There is a cost to the Republican antigovernment, anti-blue state rhetoric. They’ve dismantled the institutions that protected them and constantly shit on the people paying the bills.

How long are we going to be carrying these states? There is going to be a point where we just can’t. When climate change and the natural disasters mean that we won’t be able to subsidize anti-science racists to not grow corn.

You don’t even need to go as low as Georgia House Speaker.

President Trump himself just said (about the Coronavirus stimulus bill): “The things they had in there were crazy. They had things — levels of voting that, if you ever agreed to it, you’d never have a Republican elected in this country again.”

When you have a system where one side honestly believes that more voting is bad for them, and are willing to work in the direction of limiting voting, it is a sign of an unhealthy system.

I actually think this crisis may help on that front by forcing many more states to go to a vote-by-mail system. I don’t think residents of those states will stand by and allow their government to force them to polls in a pandemic just because they are worried more people would vote. But I could be wrong…
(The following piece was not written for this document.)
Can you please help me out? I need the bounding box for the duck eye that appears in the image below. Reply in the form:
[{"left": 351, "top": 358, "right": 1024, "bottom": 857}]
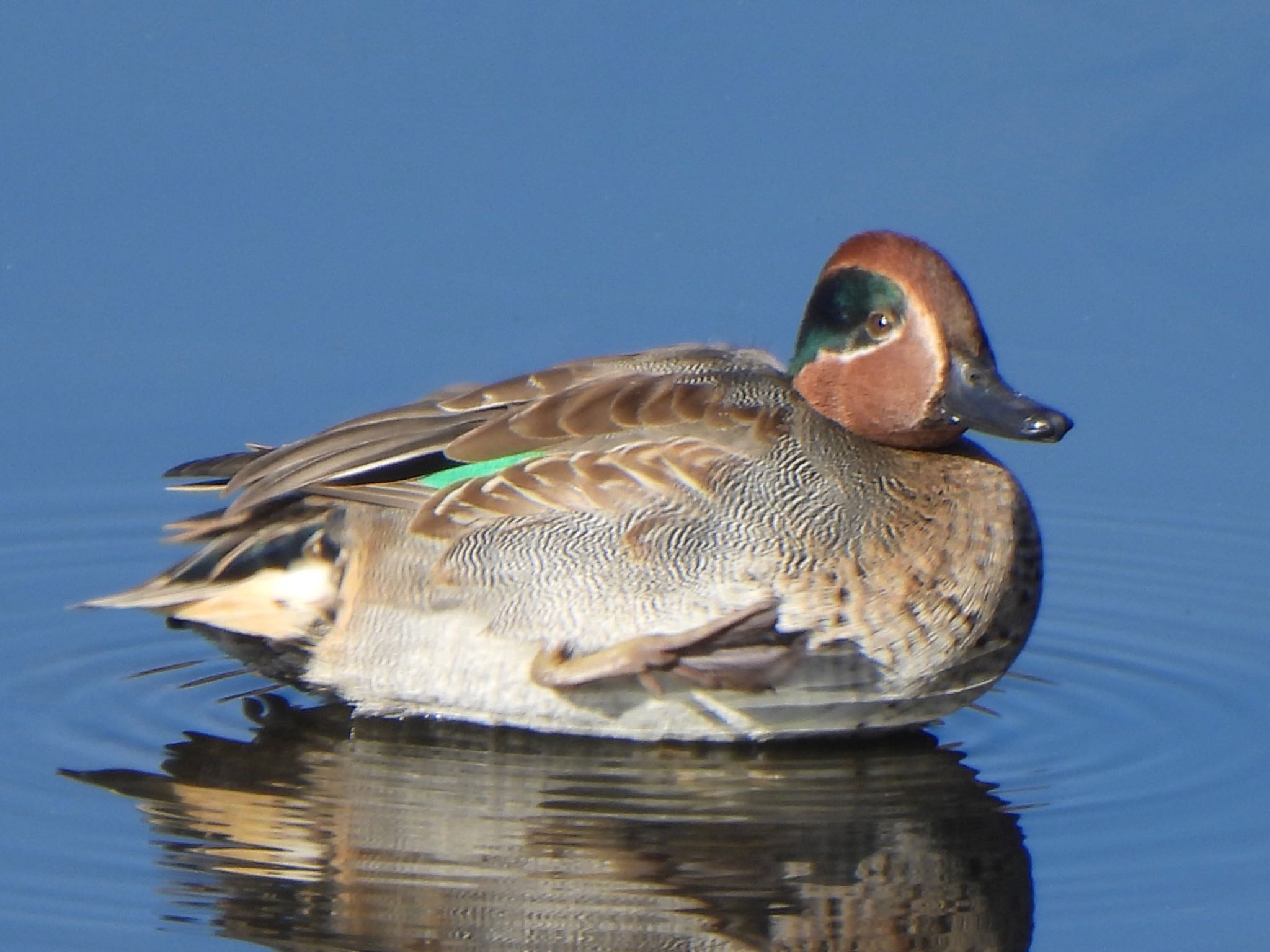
[{"left": 865, "top": 311, "right": 895, "bottom": 340}]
Republican governors delayed key COVID-19 social distancing measures | UW News

We’re simply not countrymen.

Exactly, do you think the well armed “red state” presence is going to LET you secede and have control of the State? It is more likely that the 36% well armed populace, kicks YOU out or takes what you think you own.

And all the others saying we will just import more food (all from overseas clearly) because there won’t be Interstate travel for your food, without a hefty price tag for it. And then what? Then you are in the same boat you already were

Before the end of this pandemic? You’re right, probably not, so technically, the thread would be less than prophetic since it literally asks whether we might break up before the pandemic is over. But I think what we’re really interested in is whether or not the pandemic becomes a shock event, a trigger point that hurls the country head first into a political crisis. There’s a very real chance that this is what results.

We’re dealing with two major crises concurrently: an existential health crisis, with a virus that might actually be more lethal than the 1918 influenza, and a global economic crisis. These are going to shake people to their core. It’s going to create perceptions of danger to person, and the economic crisis will create perceptions of scarcity. This is not something that just fades away. This causes palpable fear.

It only takes 10-15% of the country to start a civil conflict - shit, it probably doesn’t even take that many. A fraction of that, maybe.